Prompt Compression in Diffusion Large Language Models: Evaluating LLMLingua-2 on LLaDA
Sterling Huang, Abigayle Brown, Jiyoo Noh, Jiakang Xu, Wantong Huo, Kaung Myat Kyaw, Jonathan Chan

TL;DR
This paper evaluates how prompt compression affects diffusion large language models like LLaDA, revealing that compression impacts reasoning and summarization differently and highlighting the need for diffusion-specific compression methods.
Contribution
It provides the first systematic evaluation of prompt compression transferability from autoregressive to diffusion LLMs, demonstrating the limitations and challenges involved.
Findings
Summarization tasks are relatively robust under prompt compression.
Mathematical reasoning performance degrades significantly despite high semantic similarity.

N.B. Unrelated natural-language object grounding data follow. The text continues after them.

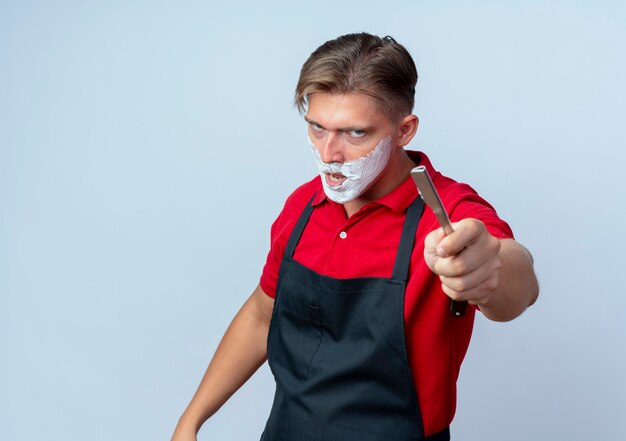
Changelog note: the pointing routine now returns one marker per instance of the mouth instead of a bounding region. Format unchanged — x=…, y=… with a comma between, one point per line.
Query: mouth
x=334, y=179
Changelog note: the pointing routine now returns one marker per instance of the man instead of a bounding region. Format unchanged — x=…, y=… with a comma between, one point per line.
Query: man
x=352, y=309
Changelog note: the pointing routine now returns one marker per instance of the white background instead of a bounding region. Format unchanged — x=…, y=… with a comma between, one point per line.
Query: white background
x=147, y=146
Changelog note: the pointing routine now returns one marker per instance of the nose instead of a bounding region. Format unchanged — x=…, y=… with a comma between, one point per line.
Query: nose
x=330, y=148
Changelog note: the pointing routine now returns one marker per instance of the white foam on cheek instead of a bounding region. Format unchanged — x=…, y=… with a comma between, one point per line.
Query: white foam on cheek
x=359, y=173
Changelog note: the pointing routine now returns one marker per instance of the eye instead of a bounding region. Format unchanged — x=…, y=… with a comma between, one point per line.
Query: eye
x=316, y=127
x=357, y=133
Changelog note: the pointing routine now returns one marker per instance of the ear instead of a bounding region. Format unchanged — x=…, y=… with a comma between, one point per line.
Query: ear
x=406, y=130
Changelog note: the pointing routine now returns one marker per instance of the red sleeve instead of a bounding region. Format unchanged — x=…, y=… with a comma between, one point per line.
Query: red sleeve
x=280, y=232
x=466, y=203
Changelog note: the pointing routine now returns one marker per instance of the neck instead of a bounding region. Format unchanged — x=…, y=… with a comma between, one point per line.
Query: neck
x=394, y=174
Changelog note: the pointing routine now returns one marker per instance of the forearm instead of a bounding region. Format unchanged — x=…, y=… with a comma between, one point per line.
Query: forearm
x=517, y=284
x=242, y=350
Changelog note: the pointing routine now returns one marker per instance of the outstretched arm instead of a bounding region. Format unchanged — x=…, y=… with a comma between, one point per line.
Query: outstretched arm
x=242, y=350
x=497, y=275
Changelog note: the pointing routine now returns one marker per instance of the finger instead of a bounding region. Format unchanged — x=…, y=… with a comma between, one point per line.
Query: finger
x=430, y=247
x=484, y=277
x=471, y=258
x=466, y=232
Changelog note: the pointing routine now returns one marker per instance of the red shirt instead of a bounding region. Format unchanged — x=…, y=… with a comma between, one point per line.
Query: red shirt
x=365, y=245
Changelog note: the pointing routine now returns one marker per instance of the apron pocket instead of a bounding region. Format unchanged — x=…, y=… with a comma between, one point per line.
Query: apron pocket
x=298, y=335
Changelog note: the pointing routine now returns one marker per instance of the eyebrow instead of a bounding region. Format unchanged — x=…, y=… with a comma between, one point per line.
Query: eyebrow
x=341, y=129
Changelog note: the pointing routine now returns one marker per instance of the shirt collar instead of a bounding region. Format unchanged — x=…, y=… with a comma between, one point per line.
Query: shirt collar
x=400, y=197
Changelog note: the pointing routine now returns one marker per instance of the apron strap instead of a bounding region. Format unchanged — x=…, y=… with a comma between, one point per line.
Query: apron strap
x=299, y=228
x=403, y=257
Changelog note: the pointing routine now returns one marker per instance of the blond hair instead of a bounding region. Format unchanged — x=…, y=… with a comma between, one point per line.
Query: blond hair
x=361, y=63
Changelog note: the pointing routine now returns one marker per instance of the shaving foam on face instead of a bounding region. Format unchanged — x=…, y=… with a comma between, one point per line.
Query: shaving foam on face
x=359, y=173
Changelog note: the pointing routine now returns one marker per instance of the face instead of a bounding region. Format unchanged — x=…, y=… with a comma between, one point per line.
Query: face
x=344, y=128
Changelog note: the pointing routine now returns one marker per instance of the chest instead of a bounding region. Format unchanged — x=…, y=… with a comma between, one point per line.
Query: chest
x=363, y=245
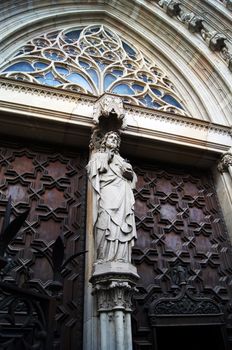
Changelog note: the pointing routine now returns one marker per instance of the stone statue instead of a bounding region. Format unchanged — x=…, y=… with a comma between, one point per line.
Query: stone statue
x=113, y=180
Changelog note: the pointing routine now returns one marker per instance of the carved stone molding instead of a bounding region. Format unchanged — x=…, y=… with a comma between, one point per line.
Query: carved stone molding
x=225, y=162
x=185, y=304
x=114, y=289
x=196, y=24
x=108, y=115
x=109, y=106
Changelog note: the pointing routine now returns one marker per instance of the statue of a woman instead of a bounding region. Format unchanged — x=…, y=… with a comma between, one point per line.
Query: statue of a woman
x=112, y=179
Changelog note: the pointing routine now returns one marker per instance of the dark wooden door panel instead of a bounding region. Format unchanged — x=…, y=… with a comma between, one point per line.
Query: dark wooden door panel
x=181, y=237
x=53, y=185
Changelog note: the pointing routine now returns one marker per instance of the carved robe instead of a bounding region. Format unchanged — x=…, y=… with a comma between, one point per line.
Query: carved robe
x=113, y=207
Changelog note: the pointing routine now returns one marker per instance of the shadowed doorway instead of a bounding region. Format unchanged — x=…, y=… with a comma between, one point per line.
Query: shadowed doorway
x=200, y=337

Compression failures are mainly due to information omission rather than semantic drift.
Abstract
Prompt compression reduces inference cost and context length in large language models, but prior evaluations focus primarily on autoregressive architectures. This study investigates whether prompt compression transfers effectively to diffusion large language models (DLLMs) using LLMLingua-2, specifically the 8B-parameter DLLM LLaDA. We evaluate compression performance on GSM8K, DUC2004, and ShareGPT using 250 prompts per dataset at an approximate 2 compression ratio, across mathematical reasoning, prompt reconstruction, and summarization tasks. Outputs generated from original prompts, compressed prompts, reconstructed prompts, and reconstructed-prompt reasoning were compared using exact-match accuracy, BLEU, ROUGE, and BERTScore. Results show that semantic preservation does not necessarily imply stable downstream behavior in diffusion models. Summarization tasks remained…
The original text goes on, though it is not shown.